Gutekunst trimmed money at what can be a luxury position for young teams not expected to contend, choosing not to re-sign Mason Crosby. He waited until the seventh round of the draft to address a glaring need at safety, meaning there would be a hole on the back end of the Packers defense. No biggie. This was a rebuilding year with Love.
A rookie kicker wasn’t going to be lining up for field goals in January with a potential Super Bowl run on the line. The Packers weren’t a blue-chip safety away from winning a championship.
Except, it turned out, they actually were.
LaFleur was right his team’s loss didn’t hinge on one kick, not only because this was more about offseason strategy, but also the explosive plays his safeties allowed on a night the Packers defense otherwise played well. There was safety Darnell Savage, dropping a potential pick-6 against Brock Purdy on the 49ers first drive. Again there was Savage, who declined to comment before leaving the postgame locker room, getting beat deep against 49ers tight end George Kittle on a 32-yard touchdown. Same play, there was safety Anthony Johnson Jr. – the rookie seventh-round pick – providing double coverage on 49ers receiver Brandon Aiyuk’s underneath route instead of helping cover Kittle deep.

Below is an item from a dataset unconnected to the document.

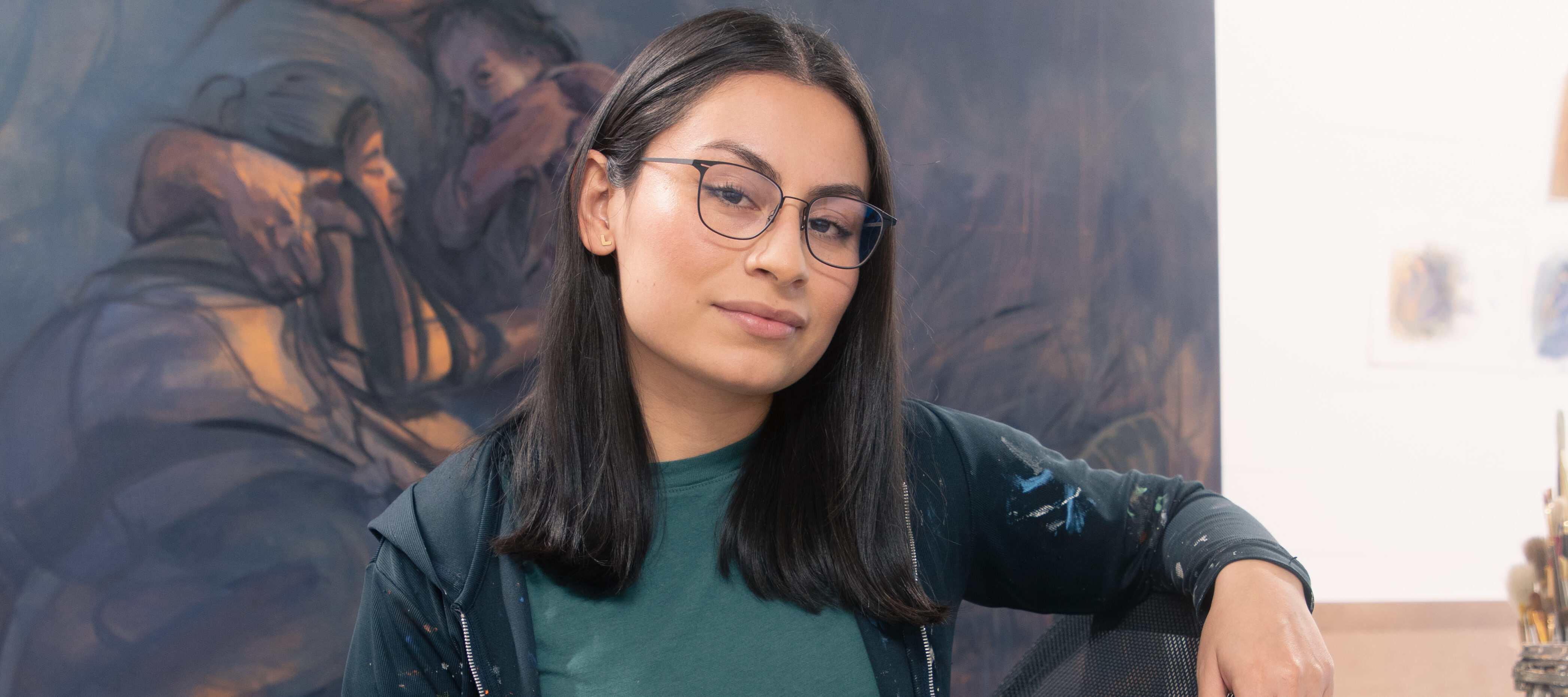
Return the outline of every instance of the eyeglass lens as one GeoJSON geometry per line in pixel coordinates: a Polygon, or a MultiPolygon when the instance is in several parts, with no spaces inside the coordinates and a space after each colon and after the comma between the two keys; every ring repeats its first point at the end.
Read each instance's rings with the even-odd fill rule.
{"type": "MultiPolygon", "coordinates": [[[[712,165],[702,173],[698,215],[713,232],[750,240],[771,223],[784,201],[778,184],[757,171],[735,165],[712,165]]],[[[861,265],[881,237],[883,215],[842,196],[823,196],[806,212],[806,248],[823,264],[861,265]]]]}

Third-and-6 in the third quarter, there was safety Jonathan Owens allowing a wide-open catch to Kittle, then failing to tackle him in the open field before the tight end gained another 32 yards. One play later, there was Savage letting running back Christian McCaffrey run through his tackle for a 39-yard touchdown.
Kittle led the 49ers with 81 yards on his four catches. As the Packers move forward into their future now, the 49ers appear most directly in the way of Super Bowl contention. If not them, perhaps the Detroit Lions, whose offense got a major boost this season with rookie tight end Sam LaPorta.
It means getting better at safety this offseason, finding someone who can cover an elite tight end.
“He’s all right, man,” Owens said. “He tried to stiff arm me, but you’ve just got to get him down. It’s a want to, and it take everyone. Not just one person. If someone does miss – you never plan on missing – but if someone does miss, everyone running to the ball. That is what we tried to do.
“Yeah, it was tough, but it’s the NFL. Guys are going to make plays.”
Gutekunst should be lauded for how he built a roster, the NFL’s youngest chock-full of rookies and second-year players, that could make it this far, this fast. Nobody thought the Packers would be one of the NFL’s best teams in a season that was supposed to be a rebuild, but that’s where they finished. There’s no mistaking what the Packers are expected to do next season, a year in which they’ll return to their usual status as an NFC favorite. And there’s no uncertainty with what Gutekunst must do this spring for his team to get there.
It's the two things he didn’t do last spring: improve the kicking and safety positions.
“It’s tough to do it to these guys,” Carlson said. “That’s what hurts the worst. They’ve got a bright future ahead of them, but it definitely hurt.”